Um reluzente touro (ou bezerro?) dourado despontou nas telas dos celulares de muitos brasileiros nesta semana. A escultura — com camadas de fibra de vidro revestindo uma estrutura metálica, e pintura amarelo ouro —, assinada pelo artista plástico Rafael Brancatelli, foi colocada em frente a B3 (G1), empresa que administra a Bolsa de Valores na famosa Faria Lima; e viralizou com críticas contundentes.
Fazendo clara alusão ao touro de Wall Street, a tentativa da estátua brasileira também foi mostrar a pujança da economia. Porém, a sua excelência, o fato, tratou de contradizer o espírito irrealista e quimérico da elite financeira do país. E o fato é que pessoas estão passando fome. Fome real, que obriga a roer ossos e vasculhar o lixo.

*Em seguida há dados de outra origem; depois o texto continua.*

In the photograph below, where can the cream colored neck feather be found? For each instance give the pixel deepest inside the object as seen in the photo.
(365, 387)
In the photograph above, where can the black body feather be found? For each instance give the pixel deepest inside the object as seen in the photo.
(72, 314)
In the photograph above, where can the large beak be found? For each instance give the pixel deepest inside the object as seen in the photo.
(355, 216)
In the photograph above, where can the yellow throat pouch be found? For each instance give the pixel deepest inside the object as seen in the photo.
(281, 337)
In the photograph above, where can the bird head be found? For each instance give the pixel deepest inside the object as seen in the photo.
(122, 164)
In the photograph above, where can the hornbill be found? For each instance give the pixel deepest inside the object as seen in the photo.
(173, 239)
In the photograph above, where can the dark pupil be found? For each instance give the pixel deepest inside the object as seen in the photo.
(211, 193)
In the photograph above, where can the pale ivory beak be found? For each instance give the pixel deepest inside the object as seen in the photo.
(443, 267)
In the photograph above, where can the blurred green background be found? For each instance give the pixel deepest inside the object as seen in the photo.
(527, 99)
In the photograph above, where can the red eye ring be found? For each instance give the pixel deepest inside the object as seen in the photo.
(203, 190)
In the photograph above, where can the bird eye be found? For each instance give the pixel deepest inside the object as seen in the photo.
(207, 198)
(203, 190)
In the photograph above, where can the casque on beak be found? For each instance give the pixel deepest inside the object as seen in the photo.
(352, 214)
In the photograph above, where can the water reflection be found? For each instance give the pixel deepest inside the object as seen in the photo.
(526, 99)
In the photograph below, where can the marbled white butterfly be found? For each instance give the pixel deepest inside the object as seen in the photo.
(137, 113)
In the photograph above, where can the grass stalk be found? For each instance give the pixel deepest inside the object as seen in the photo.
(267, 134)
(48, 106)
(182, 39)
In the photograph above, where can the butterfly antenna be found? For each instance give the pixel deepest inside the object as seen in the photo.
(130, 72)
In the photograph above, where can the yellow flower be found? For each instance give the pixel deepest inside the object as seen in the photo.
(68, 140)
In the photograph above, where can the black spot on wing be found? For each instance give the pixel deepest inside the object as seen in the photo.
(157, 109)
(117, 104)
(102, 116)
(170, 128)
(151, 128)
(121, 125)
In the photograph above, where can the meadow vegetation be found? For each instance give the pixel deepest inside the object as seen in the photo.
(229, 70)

O tal “touro de ouro” da Faria Lima é uma excrecência em diversos sentidos. Diferente do americano, escolheu-se o ouro como o metal simbolizado. Em Wall Street a estátua é de bronze, sinal de força e durabilidade. Já um “bezerro de ouro” tem o significado bíblico de “falso Deus”. Nisso, talvez, o monumento esteja correto. E creio que acerta também na posição do animal representado — estando por aqui em defesa, acuado, quase caindo sentado. Nos EUA a posição é de ataque.
Para além dos pecados estéticos, e simbolismos errôneos, e de reforçar um complexo de vira-latas que adora tudo que vem da América “de cima”, o chamado 'mercado' erguer monumentos aos ganhos de capital, que em sua maioria são conseguidos à custa de especulação financeira, juros altos e inflação, é uma afronta. É amoral. Uma rápida ida ao supermercado comprova que muitos brasileiros estão em necessidade, em falta do básico. Mesmo para um farialimer isso é visível e cruel. Por óbvio, a obra já sofreu diversos atos de protesto.
Como o jornalismo se faz com imagem, texto, ideias, fatos e análises, o repórter Thiago Queiroz, do Estadão, registrou o resumo do absurdo: um homem, arrastando material para reciclagem, de cabeça baixa, passa pelo touro de ouro.
Se não bastasse, a escultura sequer passou pela autorização para a reprodução ao agente ou à família de Arturo Di Modica, autor do touro de bronze de Wall Street. O original é protegido por direitos autorais, e segundo reportagem da BBC News Brasil (veja aqui), a viúva de di Modica afirmou não ter sido procurada pela B3. O artista morreu de câncer em fevereiro deste ano. A empresa alega que não houve alusão à escultura americana; narrativa desmontada apenas ao primeiro olhar.
O ouro do touro brasileiro é, como na música de Raul Seixas, de tolo. Parece ter valor, mas na verdade não tem. Se ele simbolizou algo com exatidão foi o momento que vivemos, em um Brasil cada vez mais desigual e odioso.